Thursday, May 27, 2010

Not a Filmmaker...Yet

The other day I was walking with my friend John, complaining about all the work and education and money I have to put in to become a professor. He then asked me an obvious question: “Why teach? Why not make?” This is hardly the first time I have heard this…and normally I have a go-to response that can get a little cranky: “NOT EVERYONE WANTS TO MAKE FILMS! I AM A HISTORIAN, A SCHOLAR! LEAVE ME ALONE!” But for some reason on this day, I answered something unusual, and utterly sincere. I replied: “I couldn’t, if I wanted to. I don’t know enough yet.”

…and John scoffed at me, Miss “my world is cinema” Monica.

Let me make one thing clear: in that statement, I didn’t mean that I don’t know much about the technical aspects of films, which is true though. I know very little, enough to get by, and make myself simple films. I know I am about to piss off any of my film school friends when I say this: but those technical aspects are irrelevant as far as I am concerned…for this discussion at least. Jean-Luc Godard hardly understood the filmmaking lingo when he directed Breathless, and he ended up revolutionizing cinema.

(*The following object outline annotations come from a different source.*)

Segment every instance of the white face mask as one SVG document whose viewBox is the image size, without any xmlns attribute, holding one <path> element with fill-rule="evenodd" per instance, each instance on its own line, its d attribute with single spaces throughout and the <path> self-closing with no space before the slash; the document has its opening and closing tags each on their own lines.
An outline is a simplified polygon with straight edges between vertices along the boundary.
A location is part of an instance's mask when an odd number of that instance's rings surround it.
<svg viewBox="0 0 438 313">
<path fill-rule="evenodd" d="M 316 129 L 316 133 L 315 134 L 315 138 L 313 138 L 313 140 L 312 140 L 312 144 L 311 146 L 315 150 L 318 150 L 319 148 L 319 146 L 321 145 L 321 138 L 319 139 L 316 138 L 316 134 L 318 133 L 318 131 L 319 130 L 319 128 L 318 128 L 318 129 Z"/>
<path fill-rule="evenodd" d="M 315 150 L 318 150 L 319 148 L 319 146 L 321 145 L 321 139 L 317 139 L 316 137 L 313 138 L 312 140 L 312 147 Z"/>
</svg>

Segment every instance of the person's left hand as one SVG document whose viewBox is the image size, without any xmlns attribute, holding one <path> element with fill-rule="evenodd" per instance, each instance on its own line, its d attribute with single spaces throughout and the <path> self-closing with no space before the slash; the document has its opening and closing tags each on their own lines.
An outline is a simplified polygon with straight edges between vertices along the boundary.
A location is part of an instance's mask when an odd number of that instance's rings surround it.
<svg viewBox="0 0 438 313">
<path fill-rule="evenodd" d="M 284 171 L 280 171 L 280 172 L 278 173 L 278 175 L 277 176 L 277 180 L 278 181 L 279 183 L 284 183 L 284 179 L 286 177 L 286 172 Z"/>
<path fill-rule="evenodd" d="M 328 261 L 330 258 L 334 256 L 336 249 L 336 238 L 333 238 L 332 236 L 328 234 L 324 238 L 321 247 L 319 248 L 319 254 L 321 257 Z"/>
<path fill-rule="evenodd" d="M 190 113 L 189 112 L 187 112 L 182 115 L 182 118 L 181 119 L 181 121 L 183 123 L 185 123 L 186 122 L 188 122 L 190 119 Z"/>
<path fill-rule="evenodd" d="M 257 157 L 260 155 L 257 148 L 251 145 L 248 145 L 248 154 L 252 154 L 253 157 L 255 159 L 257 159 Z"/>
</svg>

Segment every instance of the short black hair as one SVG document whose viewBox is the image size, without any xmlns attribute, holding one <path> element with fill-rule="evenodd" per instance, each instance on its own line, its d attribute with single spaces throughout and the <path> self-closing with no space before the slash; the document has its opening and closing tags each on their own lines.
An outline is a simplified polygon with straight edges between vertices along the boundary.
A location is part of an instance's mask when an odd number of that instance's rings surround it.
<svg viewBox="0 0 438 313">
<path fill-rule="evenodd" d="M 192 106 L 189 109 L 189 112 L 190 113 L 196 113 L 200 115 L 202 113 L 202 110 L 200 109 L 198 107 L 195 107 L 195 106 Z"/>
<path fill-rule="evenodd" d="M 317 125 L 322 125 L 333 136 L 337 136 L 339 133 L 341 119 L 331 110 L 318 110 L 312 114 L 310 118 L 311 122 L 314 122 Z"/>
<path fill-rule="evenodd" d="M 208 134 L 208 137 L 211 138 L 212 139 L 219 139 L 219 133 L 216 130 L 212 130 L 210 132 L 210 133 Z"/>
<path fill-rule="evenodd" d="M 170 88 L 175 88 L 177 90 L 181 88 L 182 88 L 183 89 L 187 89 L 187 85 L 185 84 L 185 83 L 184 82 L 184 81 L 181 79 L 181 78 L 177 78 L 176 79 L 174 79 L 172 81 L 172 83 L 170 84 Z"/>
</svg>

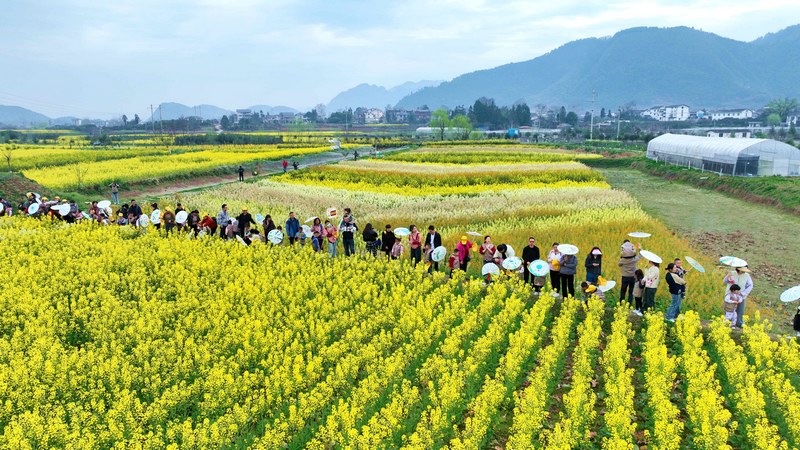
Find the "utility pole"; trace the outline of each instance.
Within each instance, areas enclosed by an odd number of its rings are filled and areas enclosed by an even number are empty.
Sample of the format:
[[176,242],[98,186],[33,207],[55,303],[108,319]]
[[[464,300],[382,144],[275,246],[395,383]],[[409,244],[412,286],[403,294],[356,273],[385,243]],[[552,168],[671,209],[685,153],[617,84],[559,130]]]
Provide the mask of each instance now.
[[597,91],[592,89],[592,119],[591,125],[589,125],[589,140],[591,141],[594,139],[594,101],[597,98]]

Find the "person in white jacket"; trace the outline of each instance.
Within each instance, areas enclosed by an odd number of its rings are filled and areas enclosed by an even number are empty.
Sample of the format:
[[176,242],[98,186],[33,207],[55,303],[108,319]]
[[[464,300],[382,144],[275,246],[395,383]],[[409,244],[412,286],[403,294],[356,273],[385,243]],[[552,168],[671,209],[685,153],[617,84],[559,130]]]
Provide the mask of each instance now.
[[642,298],[642,312],[656,307],[656,289],[658,289],[658,279],[661,272],[658,269],[659,264],[653,261],[648,261],[650,266],[644,273],[644,296]]
[[151,203],[150,207],[153,208],[153,212],[150,213],[150,223],[152,223],[156,230],[161,229],[161,210],[158,209],[158,203]]
[[744,324],[742,317],[744,316],[744,308],[745,303],[747,302],[747,296],[753,291],[753,279],[750,278],[750,269],[747,266],[737,267],[725,275],[723,282],[725,283],[725,294],[730,292],[731,286],[734,284],[737,284],[740,288],[742,288],[742,291],[740,292],[742,295],[742,302],[736,307],[736,327],[741,328]]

Honestly, I am kind of a bitch to most production students: people who tell me they would rather make films than watch them, that they are artists. There is far too much unsaturated crap out there to me to give a flying fuck about most of cliché stories that come out, or the new people that schools are generating. I am looking for inspiration, please show me some.

I say my harsh words only because I feel that the emotions and reservations I have about my own potential in filmmaking should be felt by any person attempting to yield a camera.

Tangent over: back to me…

In spite of my cinephilia, my efforts to watch two films a day during the summer, all my theoretical essays, and my attempts at making actual shorts, I have no idea how to take that knowledge and apply it. What I still need to learn is why do certain films move me, and how? And that is a question that I am not certain I will ever be able to answer.

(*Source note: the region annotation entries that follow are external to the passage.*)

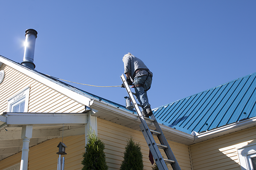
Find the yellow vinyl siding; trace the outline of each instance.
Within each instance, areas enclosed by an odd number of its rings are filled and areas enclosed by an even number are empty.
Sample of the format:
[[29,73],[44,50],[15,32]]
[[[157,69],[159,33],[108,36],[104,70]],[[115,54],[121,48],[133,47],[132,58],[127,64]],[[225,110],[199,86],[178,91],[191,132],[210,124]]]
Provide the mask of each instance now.
[[[123,152],[127,140],[131,136],[135,142],[139,142],[143,154],[144,169],[151,170],[152,165],[148,159],[149,150],[141,132],[118,125],[103,119],[98,119],[98,136],[105,144],[105,152],[109,170],[117,170],[123,160]],[[154,138],[157,143],[158,139]],[[188,146],[185,144],[168,141],[169,144],[183,170],[191,170]],[[160,150],[165,158],[164,151]],[[172,169],[169,164],[168,168]]]
[[28,112],[30,113],[81,113],[84,106],[7,66],[1,92],[0,113],[7,111],[7,100],[28,86],[30,87]]
[[[28,170],[55,170],[57,169],[58,151],[57,146],[61,138],[49,140],[30,147],[29,153]],[[63,138],[67,146],[65,156],[65,170],[81,170],[81,161],[84,152],[84,135],[69,136]],[[21,152],[0,161],[0,170],[20,162]]]
[[0,170],[3,170],[20,162],[21,153],[9,156],[0,161]]
[[[57,168],[58,148],[61,138],[47,141],[29,148],[29,170],[55,170]],[[84,135],[64,137],[63,143],[67,146],[65,155],[66,170],[81,170],[82,153],[84,152]]]
[[255,143],[256,128],[190,146],[194,170],[240,170],[236,148]]

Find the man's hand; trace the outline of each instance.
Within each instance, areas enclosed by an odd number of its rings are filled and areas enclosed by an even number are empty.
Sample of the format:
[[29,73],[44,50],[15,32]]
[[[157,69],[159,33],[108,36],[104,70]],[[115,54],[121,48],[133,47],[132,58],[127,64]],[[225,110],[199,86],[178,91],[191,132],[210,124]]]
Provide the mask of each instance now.
[[127,83],[128,83],[128,85],[132,85],[132,82],[131,82],[131,80],[130,78],[126,78],[126,81],[127,82]]

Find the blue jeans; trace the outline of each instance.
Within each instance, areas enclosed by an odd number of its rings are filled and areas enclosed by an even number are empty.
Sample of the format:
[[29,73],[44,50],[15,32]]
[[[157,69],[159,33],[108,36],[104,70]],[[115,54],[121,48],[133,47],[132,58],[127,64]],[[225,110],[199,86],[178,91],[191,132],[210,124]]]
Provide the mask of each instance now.
[[[147,79],[147,77],[148,77]],[[146,80],[146,79],[147,79]],[[135,88],[135,96],[140,104],[144,108],[150,106],[150,105],[148,103],[146,90],[148,89],[151,86],[152,77],[150,76],[148,76],[147,75],[140,76],[135,78],[134,82],[136,86],[138,85],[141,85]]]

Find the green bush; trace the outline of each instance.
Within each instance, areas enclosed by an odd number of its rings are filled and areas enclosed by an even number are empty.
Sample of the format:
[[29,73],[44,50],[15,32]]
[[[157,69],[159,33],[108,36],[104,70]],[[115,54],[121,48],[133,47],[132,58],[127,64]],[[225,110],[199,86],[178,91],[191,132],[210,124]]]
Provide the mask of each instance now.
[[143,170],[143,155],[141,147],[135,143],[132,138],[127,140],[124,153],[124,160],[121,164],[120,170]]
[[90,128],[88,142],[85,145],[85,152],[83,154],[84,165],[82,170],[108,170],[106,156],[104,150],[105,144],[98,138],[95,132]]

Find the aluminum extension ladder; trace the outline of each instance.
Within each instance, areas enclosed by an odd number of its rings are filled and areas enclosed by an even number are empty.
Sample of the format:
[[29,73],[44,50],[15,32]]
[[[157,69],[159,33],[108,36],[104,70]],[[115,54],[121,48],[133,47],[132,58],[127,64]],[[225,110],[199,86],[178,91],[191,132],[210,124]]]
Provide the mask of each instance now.
[[[142,115],[140,110],[139,108],[140,105],[137,103],[134,97],[134,93],[131,91],[123,74],[121,76],[121,79],[123,82],[123,85],[127,91],[127,93],[128,93],[128,94],[129,94],[131,102],[133,103],[134,108],[140,119],[141,124],[140,125],[140,127],[141,129],[142,133],[144,136],[158,169],[161,170],[168,170],[168,168],[166,164],[166,163],[171,164],[173,170],[180,170],[181,169],[180,167],[180,166],[154,116],[154,115],[152,115],[151,116],[151,119],[148,119],[147,118],[147,119],[153,122],[156,127],[155,130],[150,130],[148,128],[144,117]],[[155,142],[152,134],[157,136],[160,144],[157,144]],[[159,148],[163,149],[164,150],[168,159],[163,158],[159,150]]]

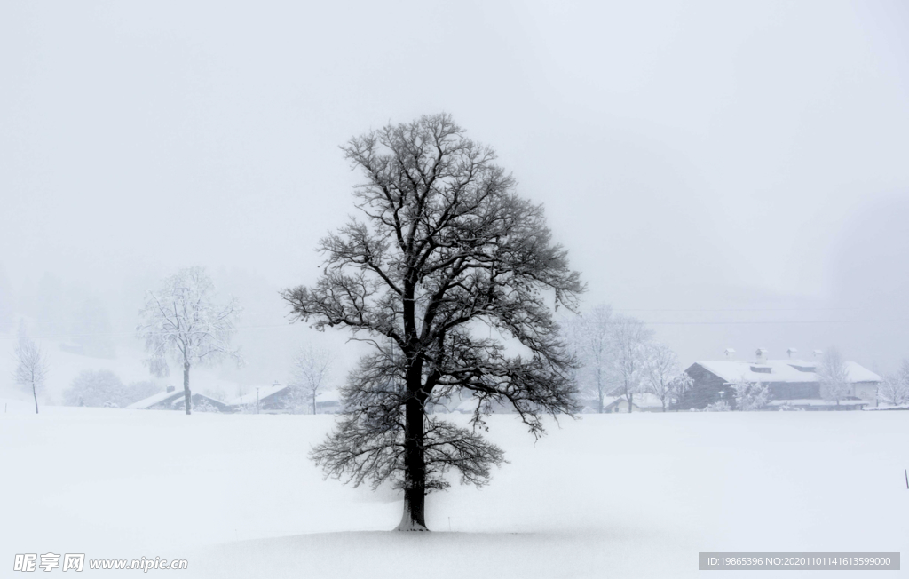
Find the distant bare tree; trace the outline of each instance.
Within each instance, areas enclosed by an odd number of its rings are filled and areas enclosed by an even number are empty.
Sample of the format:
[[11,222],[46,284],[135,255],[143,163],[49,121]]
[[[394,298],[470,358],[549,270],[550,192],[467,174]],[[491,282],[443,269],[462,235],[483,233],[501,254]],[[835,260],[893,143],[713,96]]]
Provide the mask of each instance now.
[[694,385],[694,381],[685,372],[669,381],[669,395],[673,401],[673,407],[676,412]]
[[159,376],[170,373],[168,361],[183,367],[186,414],[192,408],[189,369],[225,358],[243,364],[239,352],[231,348],[240,307],[231,297],[223,305],[214,300],[215,285],[202,267],[181,269],[167,277],[157,291],[149,291],[141,310],[136,331],[145,341],[146,363]]
[[880,385],[880,397],[894,406],[909,404],[909,359],[903,361],[895,374],[884,377]]
[[647,391],[660,399],[665,412],[666,404],[673,401],[674,386],[678,385],[673,381],[683,374],[678,356],[669,346],[654,343],[647,347],[646,362]]
[[598,413],[603,413],[604,398],[610,390],[612,315],[612,307],[597,305],[590,313],[574,316],[563,324],[568,344],[581,364],[578,371],[581,387],[584,394],[596,397]]
[[646,390],[648,346],[654,332],[636,317],[624,314],[615,315],[610,328],[613,380],[631,413],[634,394]]
[[19,324],[18,341],[13,356],[15,360],[13,379],[19,386],[32,391],[32,396],[35,398],[35,414],[38,414],[38,391],[44,389],[49,364],[47,354],[39,344],[28,337],[24,324]]
[[[398,530],[425,531],[425,494],[448,485],[447,470],[483,484],[504,460],[475,429],[427,408],[463,393],[477,401],[474,426],[508,404],[534,435],[543,414],[574,413],[576,364],[552,311],[574,311],[584,288],[542,207],[449,115],[387,125],[344,151],[365,177],[355,190],[364,219],[321,242],[323,275],[285,299],[374,354],[348,375],[342,418],[313,457],[355,484],[392,481],[404,490]],[[477,332],[484,324],[522,354]]]
[[294,356],[289,385],[313,409],[314,414],[315,398],[325,386],[331,364],[331,354],[313,345],[301,348]]
[[821,385],[821,397],[828,401],[840,401],[849,395],[852,383],[849,370],[836,348],[827,348],[817,368],[817,380]]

Is great filmmaking great storytelling? Beautiful imagery? Or something greater? I would say something greater: some of the best films I’ve ever seen have no narrative or simple mise-en-scenes.

If I am to become a filmmaker: what am I to make? What am I to say? A great filmmaker should have something to say in their films, something they want to show the world…but if I were to make films I want to show people a feeling. Why do I cry during the Cheek to Cheek number in Top Hat? Or feel utter joy as Antoine Doinel runs to the water at the end of The 400 Blows? And more importantly: how does someone create that moment themselves?

I am at a loss. And perhaps when I figure that out I will be able to pick up a camera and no longer call myself a scholar or essay writer, but a filmmaker. Perhaps my ideas and expectations are extreme. But I feel that anyone who is not striving to achieve this goal has no business pursuing a life making films.